Speaker
Description
Semileptonic $B$ decays involving multiple final-state hadrons play a crucial role as backgrounds to studies of lepton flavour universality or recent anomaly observed in $B \rightarrow K\nu\nu$. Furthermore, these poorly understood decays constitute sizeable signal components in measurements of inclusive $B \rightarrow X_{u/c} \ell\nu$ decays and the subsequent extraction of inclusive $V_{xb}$.
Current theoretical models describing decays such as $B\rightarrow D\pi\ell\nu$ or $B\rightarrow \pi\pi\ell\nu$ rarely take contributions beyond dominant resonances into account, while neglecting non-resonant components.
In this talk, we present a novel, model-independent parameterization of three-hadron form factors.

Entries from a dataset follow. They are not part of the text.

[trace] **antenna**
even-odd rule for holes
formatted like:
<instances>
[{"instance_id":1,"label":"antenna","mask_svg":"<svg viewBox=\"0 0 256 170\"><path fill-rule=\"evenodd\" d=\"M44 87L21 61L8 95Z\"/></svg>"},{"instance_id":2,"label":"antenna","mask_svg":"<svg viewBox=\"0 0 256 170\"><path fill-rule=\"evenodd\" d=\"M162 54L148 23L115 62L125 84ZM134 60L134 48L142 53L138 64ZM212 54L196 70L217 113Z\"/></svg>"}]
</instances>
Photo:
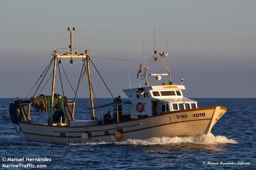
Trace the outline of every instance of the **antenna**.
<instances>
[{"instance_id":1,"label":"antenna","mask_svg":"<svg viewBox=\"0 0 256 170\"><path fill-rule=\"evenodd\" d=\"M128 72L129 73L129 84L130 85L130 89L131 89L132 88L131 88L131 80L130 79L130 69L129 68L129 67L128 67Z\"/></svg>"},{"instance_id":2,"label":"antenna","mask_svg":"<svg viewBox=\"0 0 256 170\"><path fill-rule=\"evenodd\" d=\"M70 54L73 54L73 31L75 31L75 27L73 27L73 29L71 30L69 27L68 27L68 31L70 31L70 45L69 46L69 48L70 48ZM72 58L71 58L72 59ZM73 62L72 62L73 63ZM70 61L70 63L71 63L71 61Z\"/></svg>"},{"instance_id":3,"label":"antenna","mask_svg":"<svg viewBox=\"0 0 256 170\"><path fill-rule=\"evenodd\" d=\"M168 54L169 54L169 44L168 43L168 39L167 39L167 48L168 50ZM169 55L168 55L168 69L169 69L169 71L170 71L170 63L169 62Z\"/></svg>"},{"instance_id":4,"label":"antenna","mask_svg":"<svg viewBox=\"0 0 256 170\"><path fill-rule=\"evenodd\" d=\"M154 26L154 52L156 53L156 42L155 40L155 26Z\"/></svg>"},{"instance_id":5,"label":"antenna","mask_svg":"<svg viewBox=\"0 0 256 170\"><path fill-rule=\"evenodd\" d=\"M146 66L145 66L145 53L144 52L144 40L142 39L142 42L143 44L143 57L144 58L144 69L145 69Z\"/></svg>"}]
</instances>

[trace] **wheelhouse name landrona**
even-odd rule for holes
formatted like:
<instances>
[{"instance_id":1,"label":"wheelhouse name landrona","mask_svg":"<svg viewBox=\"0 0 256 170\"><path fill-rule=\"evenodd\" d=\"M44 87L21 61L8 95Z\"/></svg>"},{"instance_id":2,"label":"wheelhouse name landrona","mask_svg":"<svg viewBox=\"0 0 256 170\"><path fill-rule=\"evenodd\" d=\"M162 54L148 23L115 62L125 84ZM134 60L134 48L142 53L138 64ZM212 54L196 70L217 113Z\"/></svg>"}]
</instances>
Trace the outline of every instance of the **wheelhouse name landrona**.
<instances>
[{"instance_id":1,"label":"wheelhouse name landrona","mask_svg":"<svg viewBox=\"0 0 256 170\"><path fill-rule=\"evenodd\" d=\"M39 162L52 162L52 158L47 158L45 157L44 158L40 158L38 157L38 158L7 158L7 162L24 162L24 161L35 161Z\"/></svg>"}]
</instances>

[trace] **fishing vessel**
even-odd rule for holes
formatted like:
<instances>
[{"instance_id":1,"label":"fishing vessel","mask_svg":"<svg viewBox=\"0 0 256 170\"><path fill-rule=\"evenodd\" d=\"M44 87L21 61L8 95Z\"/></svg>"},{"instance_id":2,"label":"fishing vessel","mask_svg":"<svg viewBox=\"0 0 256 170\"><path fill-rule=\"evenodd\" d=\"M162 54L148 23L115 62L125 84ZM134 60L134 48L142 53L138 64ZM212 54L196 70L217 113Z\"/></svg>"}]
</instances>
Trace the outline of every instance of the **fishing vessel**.
<instances>
[{"instance_id":1,"label":"fishing vessel","mask_svg":"<svg viewBox=\"0 0 256 170\"><path fill-rule=\"evenodd\" d=\"M144 74L143 75L145 78L144 87L130 87L124 89L123 91L128 99L123 100L120 96L113 96L102 79L110 92L113 102L99 106L96 100L96 106L93 100L93 97L95 96L92 84L91 64L95 67L101 78L102 77L92 61L90 48L73 47L73 32L75 31L75 28L71 30L69 27L68 30L70 32L70 45L68 48L52 49L52 59L38 78L37 82L39 83L39 80L41 81L33 97L28 100L18 99L10 105L12 122L19 126L20 131L16 130L18 132L22 131L28 141L79 144L209 135L213 126L227 111L226 107L220 106L198 108L196 101L183 96L182 91L185 89L183 85L183 79L181 80L181 85L174 84L171 80L170 69L163 62L163 59L168 55L168 52L164 52L158 54L155 50L148 67L145 66L144 59ZM73 63L73 59L82 59L81 60L80 58L82 68L77 87L76 90L72 88L75 97L71 100L68 100L64 95L60 66L68 79L61 64L63 58L70 58L71 63ZM163 66L167 73L148 74L151 65L156 62ZM51 95L41 94L36 97L52 63L53 69L49 78L52 77ZM141 64L138 76L141 72ZM62 95L54 93L57 69L62 87ZM89 111L91 118L77 120L75 118L75 100L77 98L79 99L77 92L81 80L85 75L89 81L91 107L84 105L84 109L85 112ZM162 76L165 78L162 79ZM153 77L153 79L150 79L148 77ZM150 86L149 83L151 81L156 82L159 85ZM129 114L123 114L123 105L130 105L130 113ZM102 113L101 109L108 107L113 107L112 115L104 115ZM32 109L45 113L45 122L37 123L34 119L34 121L31 120ZM100 117L95 116L97 110L100 112Z\"/></svg>"}]
</instances>

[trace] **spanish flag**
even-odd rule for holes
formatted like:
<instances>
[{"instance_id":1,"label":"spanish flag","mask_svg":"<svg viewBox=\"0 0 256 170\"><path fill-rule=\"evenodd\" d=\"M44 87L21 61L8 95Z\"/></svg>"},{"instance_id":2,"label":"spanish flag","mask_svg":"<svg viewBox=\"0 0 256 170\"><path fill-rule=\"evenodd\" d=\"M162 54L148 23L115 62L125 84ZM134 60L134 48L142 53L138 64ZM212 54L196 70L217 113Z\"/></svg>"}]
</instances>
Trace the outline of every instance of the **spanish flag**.
<instances>
[{"instance_id":1,"label":"spanish flag","mask_svg":"<svg viewBox=\"0 0 256 170\"><path fill-rule=\"evenodd\" d=\"M139 75L140 74L140 73L141 72L141 67L142 67L142 65L141 65L141 64L142 63L140 63L140 68L139 69L139 71L138 71L138 73L137 74L137 78L138 78L138 77L139 77Z\"/></svg>"}]
</instances>

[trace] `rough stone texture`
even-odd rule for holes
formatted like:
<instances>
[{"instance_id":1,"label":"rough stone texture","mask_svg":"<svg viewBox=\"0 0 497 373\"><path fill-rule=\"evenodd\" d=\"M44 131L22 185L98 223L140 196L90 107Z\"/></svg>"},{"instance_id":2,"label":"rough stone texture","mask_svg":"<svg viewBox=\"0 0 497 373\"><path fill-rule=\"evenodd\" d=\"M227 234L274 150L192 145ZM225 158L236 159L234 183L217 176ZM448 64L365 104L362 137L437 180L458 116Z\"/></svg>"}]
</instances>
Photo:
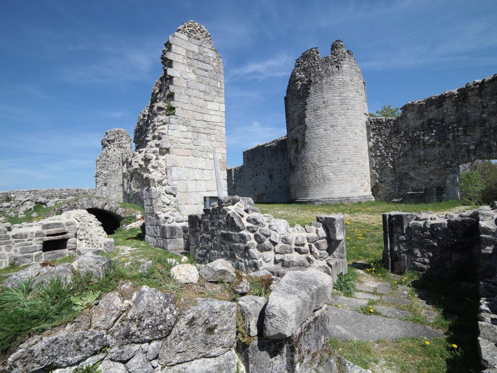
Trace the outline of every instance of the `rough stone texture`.
<instances>
[{"instance_id":1,"label":"rough stone texture","mask_svg":"<svg viewBox=\"0 0 497 373\"><path fill-rule=\"evenodd\" d=\"M285 109L286 149L282 138L246 151L229 173L229 193L265 202L373 200L365 84L341 40L329 56L314 48L297 60Z\"/></svg>"},{"instance_id":2,"label":"rough stone texture","mask_svg":"<svg viewBox=\"0 0 497 373\"><path fill-rule=\"evenodd\" d=\"M0 191L0 201L14 200L19 195L34 195L38 198L58 199L78 195L96 195L97 191L91 188L50 188L48 189L23 189L18 190Z\"/></svg>"},{"instance_id":3,"label":"rough stone texture","mask_svg":"<svg viewBox=\"0 0 497 373\"><path fill-rule=\"evenodd\" d=\"M95 173L95 188L99 195L116 201L123 200L129 190L128 166L133 158L131 138L122 128L113 128L105 132L102 139L102 152L96 159Z\"/></svg>"},{"instance_id":4,"label":"rough stone texture","mask_svg":"<svg viewBox=\"0 0 497 373\"><path fill-rule=\"evenodd\" d=\"M161 373L236 373L237 366L237 355L230 351L214 358L201 358L173 367L166 367L161 372Z\"/></svg>"},{"instance_id":5,"label":"rough stone texture","mask_svg":"<svg viewBox=\"0 0 497 373\"><path fill-rule=\"evenodd\" d=\"M380 316L364 315L336 307L329 307L329 337L338 339L361 341L392 340L405 337L443 337L443 334L427 326Z\"/></svg>"},{"instance_id":6,"label":"rough stone texture","mask_svg":"<svg viewBox=\"0 0 497 373\"><path fill-rule=\"evenodd\" d=\"M16 287L18 283L32 279L32 285L39 282L46 283L57 276L65 282L71 280L74 267L70 263L62 263L56 266L33 264L27 268L16 272L5 280L2 284L5 287Z\"/></svg>"},{"instance_id":7,"label":"rough stone texture","mask_svg":"<svg viewBox=\"0 0 497 373\"><path fill-rule=\"evenodd\" d=\"M159 358L163 365L216 357L235 346L236 304L201 298L197 302L180 316L165 340Z\"/></svg>"},{"instance_id":8,"label":"rough stone texture","mask_svg":"<svg viewBox=\"0 0 497 373\"><path fill-rule=\"evenodd\" d=\"M395 273L408 270L439 276L457 274L474 280L478 245L477 213L436 214L405 212L383 214L383 263ZM465 277L461 278L462 276Z\"/></svg>"},{"instance_id":9,"label":"rough stone texture","mask_svg":"<svg viewBox=\"0 0 497 373\"><path fill-rule=\"evenodd\" d=\"M219 202L204 209L201 215L188 217L190 253L200 262L223 259L248 273L275 267L323 267L333 279L346 273L341 215L318 216L312 226L291 228L286 220L261 215L251 198L227 196ZM241 216L237 209L250 213Z\"/></svg>"},{"instance_id":10,"label":"rough stone texture","mask_svg":"<svg viewBox=\"0 0 497 373\"><path fill-rule=\"evenodd\" d=\"M228 194L257 203L290 200L286 136L247 149L243 160L243 165L227 170Z\"/></svg>"},{"instance_id":11,"label":"rough stone texture","mask_svg":"<svg viewBox=\"0 0 497 373\"><path fill-rule=\"evenodd\" d=\"M265 304L265 298L254 295L245 295L238 301L245 329L250 337L256 336L258 330L262 330L263 315L261 311Z\"/></svg>"},{"instance_id":12,"label":"rough stone texture","mask_svg":"<svg viewBox=\"0 0 497 373\"><path fill-rule=\"evenodd\" d=\"M81 361L105 345L103 332L96 330L62 332L31 339L21 345L7 361L12 373L33 372L48 367L64 367Z\"/></svg>"},{"instance_id":13,"label":"rough stone texture","mask_svg":"<svg viewBox=\"0 0 497 373\"><path fill-rule=\"evenodd\" d=\"M497 158L497 75L369 119L375 197L458 199L459 165Z\"/></svg>"},{"instance_id":14,"label":"rough stone texture","mask_svg":"<svg viewBox=\"0 0 497 373\"><path fill-rule=\"evenodd\" d=\"M111 250L112 239L107 238L100 222L84 210L72 210L33 223L0 224L0 229L5 232L0 234L0 268L74 255L77 249Z\"/></svg>"},{"instance_id":15,"label":"rough stone texture","mask_svg":"<svg viewBox=\"0 0 497 373\"><path fill-rule=\"evenodd\" d=\"M178 317L170 294L143 286L133 296L131 308L109 331L109 344L122 346L130 339L148 342L167 335Z\"/></svg>"},{"instance_id":16,"label":"rough stone texture","mask_svg":"<svg viewBox=\"0 0 497 373\"><path fill-rule=\"evenodd\" d=\"M331 298L333 281L318 270L287 274L269 295L264 336L281 339L293 335L301 324Z\"/></svg>"},{"instance_id":17,"label":"rough stone texture","mask_svg":"<svg viewBox=\"0 0 497 373\"><path fill-rule=\"evenodd\" d=\"M112 326L124 310L123 301L122 296L117 291L104 295L91 310L91 327L106 329Z\"/></svg>"},{"instance_id":18,"label":"rough stone texture","mask_svg":"<svg viewBox=\"0 0 497 373\"><path fill-rule=\"evenodd\" d=\"M191 264L179 264L171 269L171 276L180 283L196 283L198 270Z\"/></svg>"},{"instance_id":19,"label":"rough stone texture","mask_svg":"<svg viewBox=\"0 0 497 373\"><path fill-rule=\"evenodd\" d=\"M224 259L218 259L208 263L200 270L200 276L206 281L216 282L223 281L224 282L232 282L236 275L235 269L231 264Z\"/></svg>"},{"instance_id":20,"label":"rough stone texture","mask_svg":"<svg viewBox=\"0 0 497 373\"><path fill-rule=\"evenodd\" d=\"M112 263L108 258L86 253L78 258L77 269L81 275L89 273L93 277L102 279L105 272L110 268Z\"/></svg>"},{"instance_id":21,"label":"rough stone texture","mask_svg":"<svg viewBox=\"0 0 497 373\"><path fill-rule=\"evenodd\" d=\"M146 241L168 250L183 249L185 216L218 196L214 153L220 192L227 189L223 63L207 35L189 21L169 37L163 73L135 129L126 198L144 207Z\"/></svg>"}]
</instances>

The challenge is the dependence of the form-factors on two additional variables beyond the usual $q^2$-dependence: they can be chosen to correspond to the invariant mass and the helicity angle of the final state hadron system. Using dispersive methods we derive a systematic expansion in all three kinematic variables, generalizing the standard $z$-expansion, and bound the expansion coefficients through unitarity. Our method treats the two-hadron lineshapes in a model-independent manner using Omnès functions, thus allowing for a data-driven determination of all expansion parameters.